Researchers used the technology to create a small pico projector, seen here, which could be embedded in a smart phone, tablet, or other device. (Image courtesy of ImagineOptix Corp.)

New technology from researchers at North Carolina State University and ImagineOptix Corp. might make smart-phone projectors as common as smart-phone cameras.

Tiny digital projectors, called pico projectors, have appeared already in smart phones like the Samsung Galaxy Beam, which has a 15-lumen output and can project up to 50 inches at a 640 x 360 resolution—but now researchers have developed a much more efficient process to polarize light in liquid crystal (LC) projectors to reduce light loss and thus heat.

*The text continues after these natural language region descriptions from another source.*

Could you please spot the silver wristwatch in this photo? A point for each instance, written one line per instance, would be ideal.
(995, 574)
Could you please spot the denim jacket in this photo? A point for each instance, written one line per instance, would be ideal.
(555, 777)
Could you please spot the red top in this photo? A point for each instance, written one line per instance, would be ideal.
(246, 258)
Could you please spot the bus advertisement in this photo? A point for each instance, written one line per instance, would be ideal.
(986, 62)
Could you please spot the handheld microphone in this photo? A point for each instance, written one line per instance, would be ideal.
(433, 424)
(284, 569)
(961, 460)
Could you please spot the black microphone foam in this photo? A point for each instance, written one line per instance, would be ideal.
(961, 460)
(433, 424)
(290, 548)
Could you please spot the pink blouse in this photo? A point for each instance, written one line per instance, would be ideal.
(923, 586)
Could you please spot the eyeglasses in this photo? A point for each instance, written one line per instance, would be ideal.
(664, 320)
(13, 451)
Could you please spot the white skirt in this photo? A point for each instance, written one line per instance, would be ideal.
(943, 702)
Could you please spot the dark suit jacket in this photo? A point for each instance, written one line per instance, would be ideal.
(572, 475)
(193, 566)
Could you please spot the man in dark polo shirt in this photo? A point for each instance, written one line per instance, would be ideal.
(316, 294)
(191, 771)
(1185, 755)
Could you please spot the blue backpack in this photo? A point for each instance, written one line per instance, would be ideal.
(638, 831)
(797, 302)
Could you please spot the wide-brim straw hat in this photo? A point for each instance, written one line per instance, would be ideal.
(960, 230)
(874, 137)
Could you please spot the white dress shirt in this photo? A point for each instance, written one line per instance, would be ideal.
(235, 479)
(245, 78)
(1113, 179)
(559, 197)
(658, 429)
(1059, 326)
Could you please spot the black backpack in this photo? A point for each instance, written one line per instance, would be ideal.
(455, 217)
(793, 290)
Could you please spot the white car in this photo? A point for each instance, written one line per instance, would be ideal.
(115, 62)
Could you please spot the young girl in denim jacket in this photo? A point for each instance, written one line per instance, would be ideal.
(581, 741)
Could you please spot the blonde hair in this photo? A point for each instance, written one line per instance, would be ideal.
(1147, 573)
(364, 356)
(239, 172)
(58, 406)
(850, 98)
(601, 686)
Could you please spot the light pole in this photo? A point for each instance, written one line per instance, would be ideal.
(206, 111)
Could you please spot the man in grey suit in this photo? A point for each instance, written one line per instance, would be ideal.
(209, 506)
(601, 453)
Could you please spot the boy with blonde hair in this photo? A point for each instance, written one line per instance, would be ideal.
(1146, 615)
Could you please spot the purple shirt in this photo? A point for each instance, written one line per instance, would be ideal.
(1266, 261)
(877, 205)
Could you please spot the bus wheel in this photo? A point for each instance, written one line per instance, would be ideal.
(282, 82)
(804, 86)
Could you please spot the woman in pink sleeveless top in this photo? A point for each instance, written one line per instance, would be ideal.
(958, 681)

“This technology, which we call a polarization grating-polarization conversion system (PGPCS), will significantly improve the energy efficiency of LC projectors,” explains Michael Escuti in a media release. “The commercial implications are broad reaching. Projectors that rely on batteries will be able to run for almost twice as long. And LC projectors of all kinds can be made twice as bright but use the same amount of power that they do now.”

Escuti is the co-author of a paper describing the research and an associate professor of electrical and computer engineering at N.C. State.

The new process will allow even more compact design in standard projectors and also will reduce the dependence on those annoyingly loud cooling fans, Escuti said.

All LC projectors—used from classrooms to conference rooms—use polarized light. But efficient light sources—such as light-emitting diodes, or LEDs—produce unpolarized light. As a result, the light generated by LEDs has to be converted into polarized light before it can be used.

The most common method of polarizing light involves passing the unpolarized light through a polarizing filter. But this process wastes more than 50 percent of the originally generated light, with the bulk of the “lost” light being turned into heat—which is a major reason that projectors get hot and have noisy cooling fans.

The new technology developed at N.C. State allows approximately 90 percent of the unpolarized light to be polarized and, therefore, used by the projector.